Short bio: Jorge Nocedal is the Walter P. Murphy Professor in the Department of Industrial Engineering and Management Sciences at Northwestern University. His research is in optimization, both deterministic and stochastic, and with emphasis on very large-scale problems. His current work is driven by applications in machine learning. He is a SIAM Fellow, and was awarded the 2012 George B. Dantzig Prize as well as the 2017 Von Neumann Theory Prize, for contributions to theory and algorithms of nonlinear optimization.
3-3:50 Talk by Andrea Montanari (Stanford) . Title: A Mean Field View of the Landscape of Two-Layers Neural Networks.
Abstract: Multi-layer neural networks are among the most powerful models in machine learning, yet the fundamental reasons for this success defy mathematical understanding. Learning a neural network requires to optimize a non-convex high-dimensional objective (risk function), a problem which is usually attacked using stochastic gradient descent (SGD). Does SGD converge to a global optimum of the risk or only to a local optimum? In the first case, does this happen because local minima are absent, or because SGD somehow avoids them? In the second, why do local minima reached by SGD have good generalization properties?
We consider a simple case, namely two-layers neural networks, and prove that -in a suitable scaling limit- SGD dynamics is captured by a certain non-linear partial differential equation (PDE) that we call distributional dynamics (DD). We then consider several specific examples, and show how DD can be used to prove convergence of SGD to networks with nearly ideal generalization error. This description allows to 'average-out' some of the complexities of the landscape of neural networks, and can be used to prove a general convergence result for noisy SGD.

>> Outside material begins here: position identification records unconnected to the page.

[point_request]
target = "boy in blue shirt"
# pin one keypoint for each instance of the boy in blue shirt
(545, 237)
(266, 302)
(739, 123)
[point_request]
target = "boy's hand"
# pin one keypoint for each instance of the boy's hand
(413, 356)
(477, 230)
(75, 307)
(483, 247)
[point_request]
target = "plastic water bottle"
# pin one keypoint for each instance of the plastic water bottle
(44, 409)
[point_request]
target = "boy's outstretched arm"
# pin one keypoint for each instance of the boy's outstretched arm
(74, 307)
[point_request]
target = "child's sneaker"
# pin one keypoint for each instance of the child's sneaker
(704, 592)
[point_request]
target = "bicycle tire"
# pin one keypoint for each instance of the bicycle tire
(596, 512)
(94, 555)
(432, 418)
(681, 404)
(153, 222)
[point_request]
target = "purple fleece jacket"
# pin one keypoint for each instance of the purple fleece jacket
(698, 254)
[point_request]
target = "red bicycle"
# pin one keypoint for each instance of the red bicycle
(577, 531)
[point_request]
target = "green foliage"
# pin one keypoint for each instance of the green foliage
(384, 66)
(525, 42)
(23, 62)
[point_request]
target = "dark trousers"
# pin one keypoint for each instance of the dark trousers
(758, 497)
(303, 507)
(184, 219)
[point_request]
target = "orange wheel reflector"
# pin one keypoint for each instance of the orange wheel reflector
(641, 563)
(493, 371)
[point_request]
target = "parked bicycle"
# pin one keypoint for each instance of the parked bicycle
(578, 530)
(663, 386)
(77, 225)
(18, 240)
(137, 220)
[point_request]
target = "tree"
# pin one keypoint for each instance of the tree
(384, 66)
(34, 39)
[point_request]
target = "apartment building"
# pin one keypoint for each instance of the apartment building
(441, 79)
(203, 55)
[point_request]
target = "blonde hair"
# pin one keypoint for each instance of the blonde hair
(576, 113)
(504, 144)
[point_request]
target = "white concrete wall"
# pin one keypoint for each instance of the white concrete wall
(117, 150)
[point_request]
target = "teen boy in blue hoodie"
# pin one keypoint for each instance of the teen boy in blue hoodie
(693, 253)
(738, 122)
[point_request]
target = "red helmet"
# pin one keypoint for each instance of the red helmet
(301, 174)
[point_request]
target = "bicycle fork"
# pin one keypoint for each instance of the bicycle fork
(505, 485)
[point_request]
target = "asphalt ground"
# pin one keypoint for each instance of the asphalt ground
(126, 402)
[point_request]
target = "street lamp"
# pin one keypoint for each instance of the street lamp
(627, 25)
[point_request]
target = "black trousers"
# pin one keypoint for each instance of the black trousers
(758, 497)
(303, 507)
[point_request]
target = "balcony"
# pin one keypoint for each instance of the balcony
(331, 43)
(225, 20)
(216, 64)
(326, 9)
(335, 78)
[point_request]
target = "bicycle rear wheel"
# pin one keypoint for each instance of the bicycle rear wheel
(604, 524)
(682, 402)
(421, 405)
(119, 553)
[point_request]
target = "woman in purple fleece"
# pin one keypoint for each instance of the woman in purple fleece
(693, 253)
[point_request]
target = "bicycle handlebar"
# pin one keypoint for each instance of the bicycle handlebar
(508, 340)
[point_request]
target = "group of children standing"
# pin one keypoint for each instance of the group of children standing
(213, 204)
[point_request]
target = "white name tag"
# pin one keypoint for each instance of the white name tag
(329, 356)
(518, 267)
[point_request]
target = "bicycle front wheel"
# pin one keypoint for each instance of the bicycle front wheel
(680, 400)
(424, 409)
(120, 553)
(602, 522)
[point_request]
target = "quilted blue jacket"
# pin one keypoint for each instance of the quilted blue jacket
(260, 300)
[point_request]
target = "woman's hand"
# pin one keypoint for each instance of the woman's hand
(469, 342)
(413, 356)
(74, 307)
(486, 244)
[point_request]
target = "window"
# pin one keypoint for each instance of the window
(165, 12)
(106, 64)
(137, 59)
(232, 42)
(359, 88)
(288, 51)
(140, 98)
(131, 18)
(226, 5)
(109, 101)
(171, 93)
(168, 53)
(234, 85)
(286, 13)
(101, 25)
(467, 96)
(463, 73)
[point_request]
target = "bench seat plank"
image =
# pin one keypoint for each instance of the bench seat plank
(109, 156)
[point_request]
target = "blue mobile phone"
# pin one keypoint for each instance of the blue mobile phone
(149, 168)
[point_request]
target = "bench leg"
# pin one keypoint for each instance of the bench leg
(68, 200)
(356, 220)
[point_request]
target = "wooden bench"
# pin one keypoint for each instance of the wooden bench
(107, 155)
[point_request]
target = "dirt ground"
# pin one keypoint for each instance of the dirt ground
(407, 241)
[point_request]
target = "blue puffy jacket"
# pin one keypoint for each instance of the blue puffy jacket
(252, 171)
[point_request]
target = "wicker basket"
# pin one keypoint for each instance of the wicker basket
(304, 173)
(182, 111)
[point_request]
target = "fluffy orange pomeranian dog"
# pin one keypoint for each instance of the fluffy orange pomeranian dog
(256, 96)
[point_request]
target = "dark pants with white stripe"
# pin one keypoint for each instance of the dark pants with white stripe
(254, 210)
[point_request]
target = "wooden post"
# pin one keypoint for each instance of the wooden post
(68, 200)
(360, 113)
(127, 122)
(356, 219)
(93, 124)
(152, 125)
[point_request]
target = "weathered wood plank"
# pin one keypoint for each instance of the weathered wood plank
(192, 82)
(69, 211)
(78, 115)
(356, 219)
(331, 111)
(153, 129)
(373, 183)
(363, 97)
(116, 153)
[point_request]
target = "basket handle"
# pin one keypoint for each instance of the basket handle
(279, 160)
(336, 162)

[Based on joint work with Song Mei and Phan-Minh Nguyen]
Short bio: Andrea Montanari received a Laurea degree in Physics in 1997, and a Ph. D. in Theoretical Physics in 2001 (both from Scuola Normale Superiore in Pisa, Italy). He has been post-doctoral fellow at Laboratoire de Physique Théorique de l'Ecole Normale Supérieure (LPTENS), Paris, France, and the Mathematical Sciences Research Institute, Berkeley, USA. Since 2002 he is Chargé de Recherche (with Centre National de la Recherche Scientifique, CNRS) at LPTENS. In September 2006 he joined Stanford University as a faculty, and since 2015 he is Full Professor in the Departments of Electrical Engineering and Statistics.

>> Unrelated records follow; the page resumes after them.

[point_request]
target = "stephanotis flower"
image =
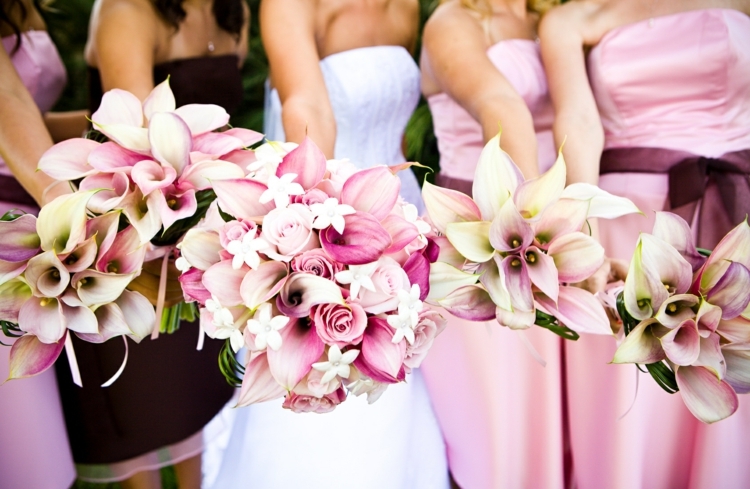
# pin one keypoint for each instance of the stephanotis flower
(524, 240)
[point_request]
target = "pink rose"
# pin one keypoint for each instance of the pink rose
(235, 231)
(388, 279)
(430, 324)
(316, 262)
(340, 324)
(290, 229)
(305, 403)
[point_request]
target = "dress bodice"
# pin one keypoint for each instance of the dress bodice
(459, 136)
(373, 92)
(679, 82)
(201, 80)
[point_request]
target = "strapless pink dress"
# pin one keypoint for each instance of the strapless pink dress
(499, 408)
(680, 82)
(34, 450)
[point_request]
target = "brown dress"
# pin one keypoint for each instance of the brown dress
(169, 390)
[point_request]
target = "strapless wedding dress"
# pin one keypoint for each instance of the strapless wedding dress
(394, 443)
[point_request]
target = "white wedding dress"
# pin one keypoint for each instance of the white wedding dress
(394, 443)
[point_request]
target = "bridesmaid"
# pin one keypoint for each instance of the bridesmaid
(638, 88)
(153, 415)
(500, 409)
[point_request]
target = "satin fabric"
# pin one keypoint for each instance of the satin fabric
(34, 450)
(500, 409)
(678, 82)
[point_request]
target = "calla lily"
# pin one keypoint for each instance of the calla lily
(62, 223)
(259, 285)
(495, 179)
(709, 399)
(241, 198)
(13, 294)
(301, 291)
(364, 240)
(68, 160)
(469, 302)
(18, 239)
(577, 309)
(532, 197)
(258, 384)
(381, 359)
(445, 206)
(29, 356)
(641, 345)
(307, 161)
(223, 281)
(300, 348)
(373, 191)
(471, 239)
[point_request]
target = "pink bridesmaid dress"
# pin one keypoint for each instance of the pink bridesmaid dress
(499, 408)
(34, 450)
(679, 82)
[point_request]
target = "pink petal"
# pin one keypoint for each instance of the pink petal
(18, 239)
(470, 302)
(577, 256)
(68, 160)
(307, 161)
(379, 358)
(224, 282)
(241, 198)
(373, 191)
(444, 206)
(364, 240)
(258, 384)
(300, 348)
(708, 398)
(29, 356)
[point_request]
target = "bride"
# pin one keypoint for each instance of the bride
(352, 91)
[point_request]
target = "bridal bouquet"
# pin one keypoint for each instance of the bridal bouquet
(320, 271)
(134, 197)
(686, 317)
(512, 253)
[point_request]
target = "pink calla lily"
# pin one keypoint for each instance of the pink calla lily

He was co-awarded the ACM SIGMETRICS best paper award in 2008. He received the CNRS bronze medal for theoretical physics in 2006, the National Science Foundation CAREER award in 2008, the Okawa Foundation Research Grant in 2013, and the Applied Probability Society Best Publication Award in 2015. He is an Information Theory Society distinguished lecturer for 2015-2016. In 2016 he received the James L. Massey Research & Teaching Award of the Information Theory Society for young scholars. In 2018 he was an invited sectional speaker at the International Congress of Mathematicians.
3:50-4:30 coffee/break
4:30-5:30 Talk by Joel Tropp (Caltech). Title: Applied Random Matrix Theory.
Abstract: Random matrices now play a role in many areas of theoretical, applied, and computational mathematics. Therefore, it is desirable to have tools for studying random matrices that are flexible, easy to use, and powerful. Over the last fifteen years, researchers have developed a remarkable family of results, called matrix concentration inequalities, that balance these criteria. This talk offers an invitation to the field of matrix concentration inequalities and their applications.
Short bio: Joel A. Tropp is Steele Family Professor of Applied & Computational Mathematics at the California Institute of Technology. He earned the Ph.D. degree in Computational Applied Mathematics from the University of Texas at Austin in 2004. His research centers on data science, applied mathematics, numerical algorithms, and random matrix theory. Prof. Tropp won a PECASE in 2008, and he has received society best paper awards from SIAM in 2010, EUSIPCO in 2011, and IMA in 2015. He has also been recognized as a Highly Cited Researcher in Computer Science each year from 2014–2017.